Please understand that when I say that Mr. Stamp's testing isn't scientific, I don't mean to say that it isn't without value. You just have to understand what it is. Without truly scientific knife testing, those potential customers who want some evaluation of a knife they're considering have to make what use they can out of reports such as Mr. Stamp's.
To be scientific, testing must be repeatable. Two different testers must be able to conduct the tests at two different facilities and come up with the same results within acceptable experimental error. This pretty much means getting the human factor out of the testing. That pretty much means machines of some sort. Consider, for example, chopping with a knife. I may swing harder than you do. I may swing with a different "english" if you will, a different style. So, we have to get the human factor out of the test. Consider this suggestion
Some standardizing body would have to design this device and produce a fully-detailed drawing package of it. Anyone who wanted to could, for a small fee, purchase a copy of that drawing package. Then, any machinist could follow those drawings and assemble an exact copy of the machine. My machine would be the same as Spark's machine in every way.
The knife under test is rigidly attached to the machine's arm probably by drilling holes in the knife and bolting it on. The machine's arm is raised up and the energized electromagnet holds it. When the magnet is switched off, the weight pulls the arm down making a prefectly repeatable chop every time. Each chop would be the same as the previous one and, OH AND THIS IS WHAT'S IMPORTANT: each of my chops would be the same as each of Spark's chops even though I'm in Oregon and he's in Florida, even though I skipped breakfast, but he hit the buffet at Shoney's... several times, even though I'm a tough weightlifter and he's a whimp.

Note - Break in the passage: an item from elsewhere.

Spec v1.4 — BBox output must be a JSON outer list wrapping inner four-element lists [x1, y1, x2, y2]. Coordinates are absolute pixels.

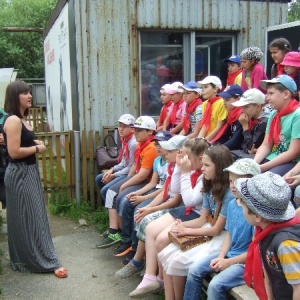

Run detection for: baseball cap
[[231, 88, 266, 106], [182, 81, 201, 95], [197, 76, 222, 90], [260, 74, 297, 94], [152, 130, 172, 141], [224, 55, 241, 64], [130, 116, 156, 130], [117, 114, 135, 125], [218, 84, 244, 99], [159, 135, 188, 150], [223, 158, 261, 176], [166, 81, 184, 95], [234, 172, 295, 222], [281, 51, 300, 68]]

And what would the knife chop into? We'd have to standardize that too. And it probably wouldn't be a natural material such as wood since there's to much variability. My guess is that our standardizing body would select a specific type of plastic and we'd use standard-size pieces of it.
Now, with this sort of mechanism, we could conduct scientific tests. My results would be virtually the same as Spark's.
Some may argue that such testing wouldn't be "real world." But, if we design the tests carefully, they'd be close. For example, if the machine's arm were about 2.75 feet, about the length of an average man's arm, if the weight of the arm were specified to be about the weight of an average man's arm, if the weight of the weight that pulls the arm down were selected to produce about the same force as an average man chopping with a knife, if the standard material to chop into were selected to be about the same hardness as an average tree limb, then the test could approximate real-world performance and still be highly scientific. Then, I could really compare two knives side-by-side and Spark could duplicate my tests and get the same result. Then, we'd start to have science!